Deeper neural networks are more difficult to train. We present a residual learning framework to ease the training of networks that are substantially deeper than those used previously. We explicitly reformulate the layers as learning residual functions with reference to the layer inputs, instead of learning unreferenced functions. We provide comprehensive empirical evidence showing that these residual networks are easier to optimize, and can gain accuracy from considerably increased depth.




Deep networks naturally integrate low/mid/high level features [50] and classifiers in an end-to-end multi-layer fashion, and the “levels” of features can be enriched by the number of stacked layers (depth). Recent evidence [41, 44] reveals that network depth is of crucial importance, and the leading results [41, 44, 13, 16] on the challenging ImageNet dataset [36] all exploit “very deep” [41] models, with a depth of sixteen [41] to thirty [16]. Many other non-trivial visual recognition tasks [8, 12, 7, 32, 27] have also greatly benefited from very deep models.


Driven by the significance of depth, a question arises: Is learning better networks as easy as stacking more layers?
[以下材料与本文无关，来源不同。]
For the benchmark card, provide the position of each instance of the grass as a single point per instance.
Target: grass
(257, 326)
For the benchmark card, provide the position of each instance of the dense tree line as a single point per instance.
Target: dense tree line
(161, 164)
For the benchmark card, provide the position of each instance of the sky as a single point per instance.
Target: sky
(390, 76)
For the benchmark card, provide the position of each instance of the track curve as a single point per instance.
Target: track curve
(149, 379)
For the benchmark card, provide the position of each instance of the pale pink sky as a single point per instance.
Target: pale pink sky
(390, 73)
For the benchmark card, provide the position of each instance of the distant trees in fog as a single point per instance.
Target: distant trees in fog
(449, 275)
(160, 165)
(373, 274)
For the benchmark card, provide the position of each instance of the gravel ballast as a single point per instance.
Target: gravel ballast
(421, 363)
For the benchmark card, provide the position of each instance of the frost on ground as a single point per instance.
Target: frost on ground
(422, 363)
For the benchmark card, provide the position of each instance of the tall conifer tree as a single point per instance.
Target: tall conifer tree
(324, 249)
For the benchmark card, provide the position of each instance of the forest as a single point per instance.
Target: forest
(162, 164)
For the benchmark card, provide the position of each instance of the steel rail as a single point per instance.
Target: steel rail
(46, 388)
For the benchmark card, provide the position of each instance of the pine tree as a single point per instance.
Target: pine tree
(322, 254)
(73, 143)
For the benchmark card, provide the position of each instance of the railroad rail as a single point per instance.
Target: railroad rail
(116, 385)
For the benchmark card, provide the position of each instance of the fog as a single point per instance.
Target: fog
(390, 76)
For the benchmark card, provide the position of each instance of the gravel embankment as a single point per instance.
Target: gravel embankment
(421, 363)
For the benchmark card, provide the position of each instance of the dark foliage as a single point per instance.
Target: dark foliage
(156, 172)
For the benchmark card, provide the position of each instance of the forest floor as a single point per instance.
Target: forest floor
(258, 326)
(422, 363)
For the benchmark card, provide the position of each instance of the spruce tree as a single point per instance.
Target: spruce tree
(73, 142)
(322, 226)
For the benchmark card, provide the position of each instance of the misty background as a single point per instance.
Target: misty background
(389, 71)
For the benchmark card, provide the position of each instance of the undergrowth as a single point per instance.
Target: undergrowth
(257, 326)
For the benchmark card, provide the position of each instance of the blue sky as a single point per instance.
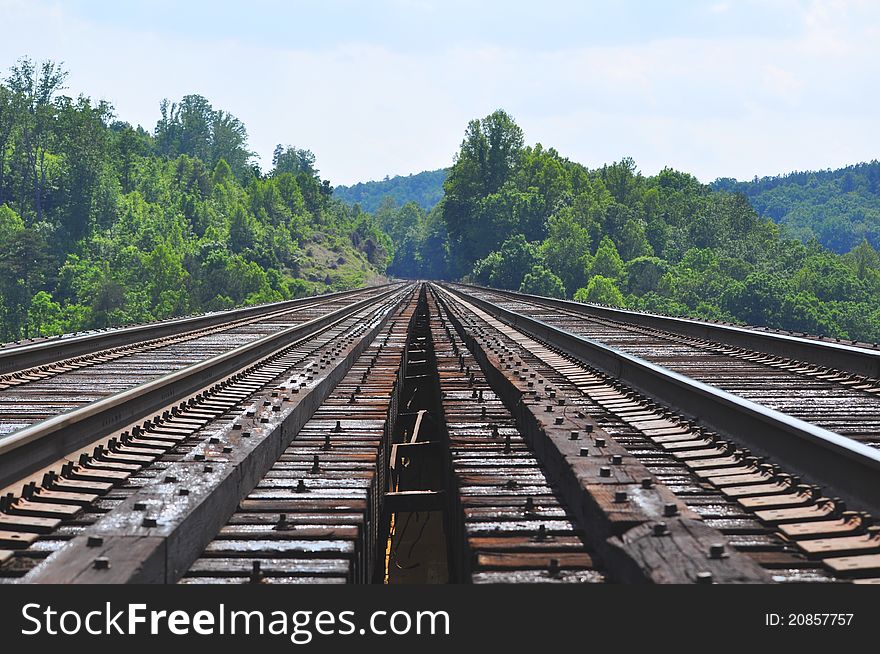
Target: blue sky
(734, 88)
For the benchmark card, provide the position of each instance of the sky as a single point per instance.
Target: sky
(386, 87)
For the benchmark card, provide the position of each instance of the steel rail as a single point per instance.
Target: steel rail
(32, 448)
(21, 357)
(847, 468)
(851, 358)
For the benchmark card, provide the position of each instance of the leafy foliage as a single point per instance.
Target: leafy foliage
(524, 217)
(102, 223)
(425, 189)
(839, 208)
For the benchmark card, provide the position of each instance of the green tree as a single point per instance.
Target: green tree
(607, 262)
(600, 290)
(541, 281)
(566, 247)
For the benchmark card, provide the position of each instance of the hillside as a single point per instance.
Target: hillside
(525, 217)
(102, 223)
(839, 208)
(425, 189)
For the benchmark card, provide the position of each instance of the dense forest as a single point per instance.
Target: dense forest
(839, 208)
(425, 189)
(525, 217)
(103, 223)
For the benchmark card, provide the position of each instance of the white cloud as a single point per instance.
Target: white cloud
(723, 107)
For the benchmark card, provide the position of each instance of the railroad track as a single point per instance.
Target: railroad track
(430, 433)
(83, 370)
(777, 471)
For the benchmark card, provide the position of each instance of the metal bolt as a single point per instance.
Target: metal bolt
(256, 574)
(716, 551)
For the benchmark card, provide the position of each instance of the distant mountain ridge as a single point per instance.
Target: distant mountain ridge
(839, 207)
(425, 189)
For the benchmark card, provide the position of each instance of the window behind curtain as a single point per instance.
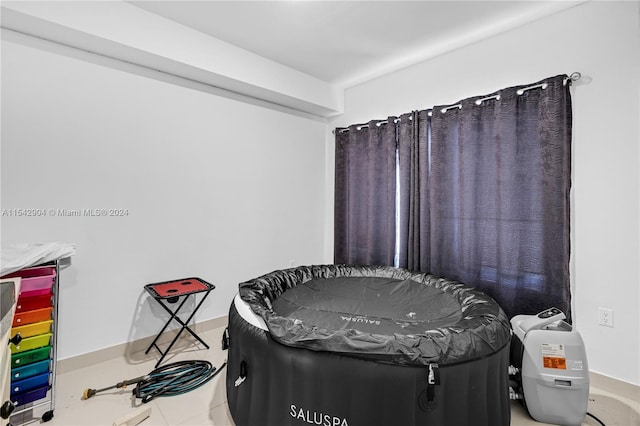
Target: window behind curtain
(483, 190)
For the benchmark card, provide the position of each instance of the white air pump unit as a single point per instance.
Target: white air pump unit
(549, 369)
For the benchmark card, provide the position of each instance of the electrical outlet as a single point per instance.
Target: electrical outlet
(605, 317)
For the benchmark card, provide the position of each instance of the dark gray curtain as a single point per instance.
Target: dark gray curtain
(365, 194)
(413, 161)
(499, 196)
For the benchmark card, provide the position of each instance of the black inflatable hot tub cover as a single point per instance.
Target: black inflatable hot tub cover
(472, 326)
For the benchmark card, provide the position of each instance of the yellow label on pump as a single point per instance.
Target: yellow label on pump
(553, 356)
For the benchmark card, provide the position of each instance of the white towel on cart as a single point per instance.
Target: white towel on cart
(24, 255)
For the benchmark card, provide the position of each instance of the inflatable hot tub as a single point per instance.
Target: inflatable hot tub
(366, 346)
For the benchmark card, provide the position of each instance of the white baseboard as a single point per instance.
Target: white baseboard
(133, 350)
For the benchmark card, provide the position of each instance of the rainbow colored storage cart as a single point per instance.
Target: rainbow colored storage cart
(33, 344)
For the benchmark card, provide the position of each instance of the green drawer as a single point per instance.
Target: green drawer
(31, 343)
(27, 357)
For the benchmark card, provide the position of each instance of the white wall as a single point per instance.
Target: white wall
(214, 188)
(600, 40)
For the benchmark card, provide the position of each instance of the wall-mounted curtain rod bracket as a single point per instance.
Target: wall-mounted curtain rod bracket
(574, 76)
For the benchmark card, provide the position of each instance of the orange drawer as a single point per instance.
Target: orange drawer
(32, 329)
(29, 317)
(30, 303)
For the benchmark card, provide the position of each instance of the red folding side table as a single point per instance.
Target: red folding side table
(169, 292)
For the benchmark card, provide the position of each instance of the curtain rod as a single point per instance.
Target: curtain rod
(574, 76)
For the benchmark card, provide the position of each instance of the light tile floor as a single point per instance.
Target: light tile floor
(207, 404)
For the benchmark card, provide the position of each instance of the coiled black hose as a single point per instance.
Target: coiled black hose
(175, 379)
(169, 380)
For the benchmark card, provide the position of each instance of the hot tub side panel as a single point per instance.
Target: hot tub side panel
(293, 386)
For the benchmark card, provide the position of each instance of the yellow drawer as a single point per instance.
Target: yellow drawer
(32, 329)
(31, 343)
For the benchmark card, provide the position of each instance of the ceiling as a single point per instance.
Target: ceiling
(348, 42)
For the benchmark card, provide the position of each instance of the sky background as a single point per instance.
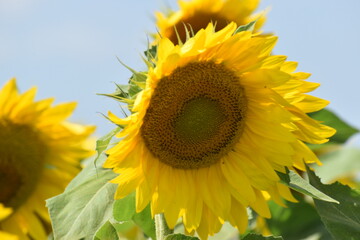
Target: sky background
(69, 48)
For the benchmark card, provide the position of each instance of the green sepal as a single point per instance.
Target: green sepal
(106, 232)
(297, 183)
(343, 130)
(341, 220)
(247, 27)
(254, 236)
(179, 236)
(103, 142)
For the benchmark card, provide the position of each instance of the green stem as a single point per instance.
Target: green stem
(162, 229)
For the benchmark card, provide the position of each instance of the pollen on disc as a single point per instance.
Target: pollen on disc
(195, 115)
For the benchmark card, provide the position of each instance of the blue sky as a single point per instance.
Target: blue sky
(69, 48)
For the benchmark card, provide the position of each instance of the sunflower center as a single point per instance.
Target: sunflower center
(195, 115)
(22, 156)
(196, 22)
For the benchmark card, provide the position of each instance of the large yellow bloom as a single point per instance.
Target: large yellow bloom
(40, 153)
(196, 14)
(217, 118)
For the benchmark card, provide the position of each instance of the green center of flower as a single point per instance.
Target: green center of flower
(196, 22)
(195, 115)
(193, 123)
(22, 156)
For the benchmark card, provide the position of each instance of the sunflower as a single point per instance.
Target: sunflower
(40, 153)
(196, 14)
(218, 117)
(5, 212)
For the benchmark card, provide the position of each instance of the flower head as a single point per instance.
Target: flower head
(197, 14)
(40, 153)
(219, 115)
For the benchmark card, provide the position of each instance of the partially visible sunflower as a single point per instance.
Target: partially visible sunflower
(40, 153)
(4, 213)
(197, 14)
(217, 118)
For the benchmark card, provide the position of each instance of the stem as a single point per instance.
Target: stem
(162, 229)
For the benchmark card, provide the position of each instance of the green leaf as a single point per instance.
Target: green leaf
(342, 220)
(180, 236)
(124, 209)
(84, 206)
(253, 236)
(297, 221)
(103, 142)
(248, 27)
(343, 130)
(106, 232)
(297, 183)
(145, 222)
(344, 162)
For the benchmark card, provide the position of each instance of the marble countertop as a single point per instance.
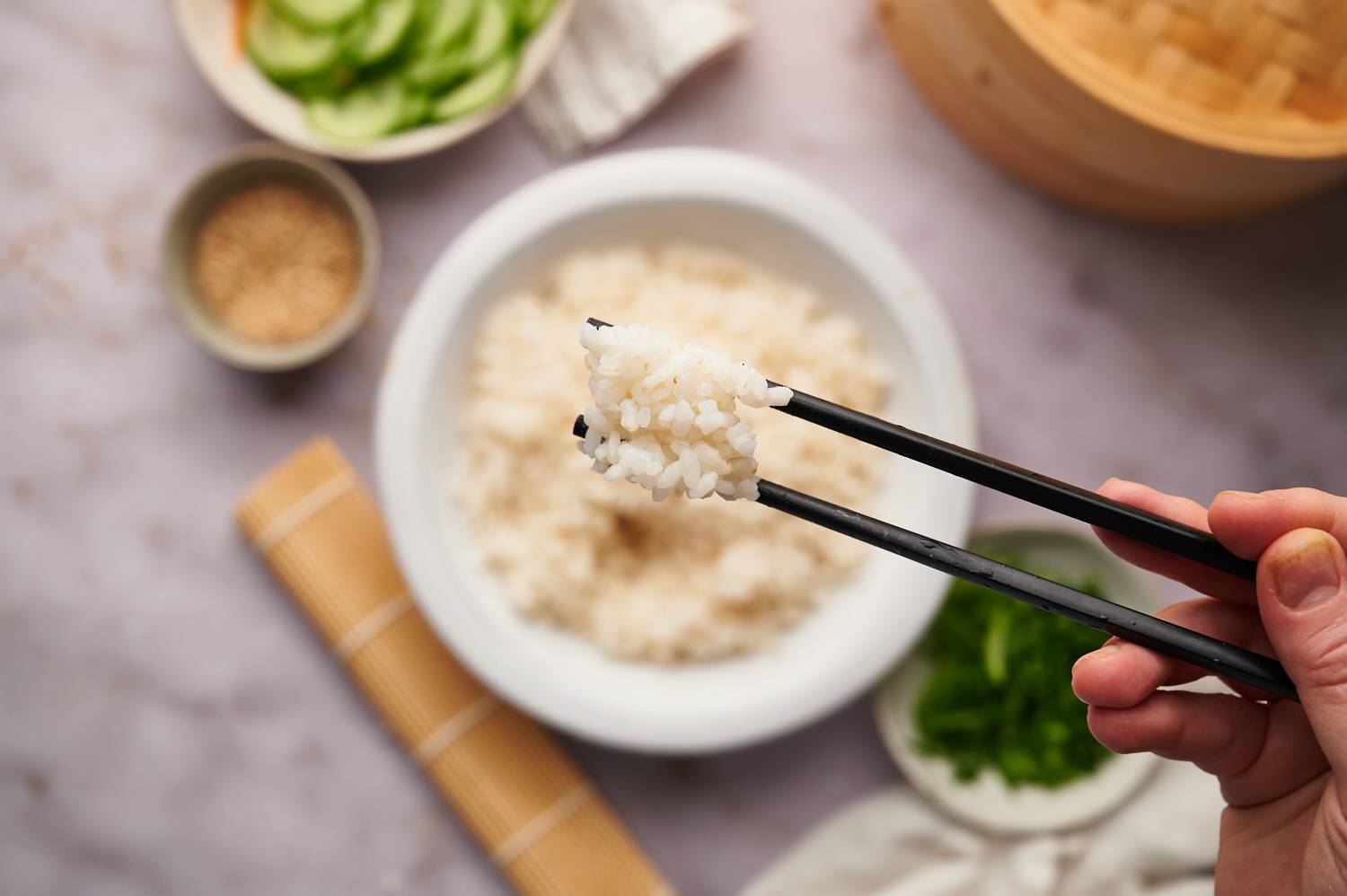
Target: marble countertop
(169, 724)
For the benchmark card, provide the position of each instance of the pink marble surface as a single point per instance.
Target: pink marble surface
(169, 724)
An obstacle to answering this question was the notorious problem of vanishing/exploding gradients [1, 9], which hamper convergence from the beginning. This problem, however, has been largely addressed by normalized initialization [23, 9, 37, 13] and intermediate normalization layers [16], which enable networks with tens of layers to start converging for stochastic gradient descent (SGD) with back-
propagation [22].


When deeper networks are able to start converging, a degradation problem has been exposed: with the network depth increasing, accuracy gets saturated (which might be unsurprising) and then degrades rapidly. Unexpectedly, such degradation is not caused by overfitting, and adding more layers to a suitably deep model leads to higher training error, as reported in [11, 42] and thoroughly verified by our experiments. Fig. 1 shows a typical example.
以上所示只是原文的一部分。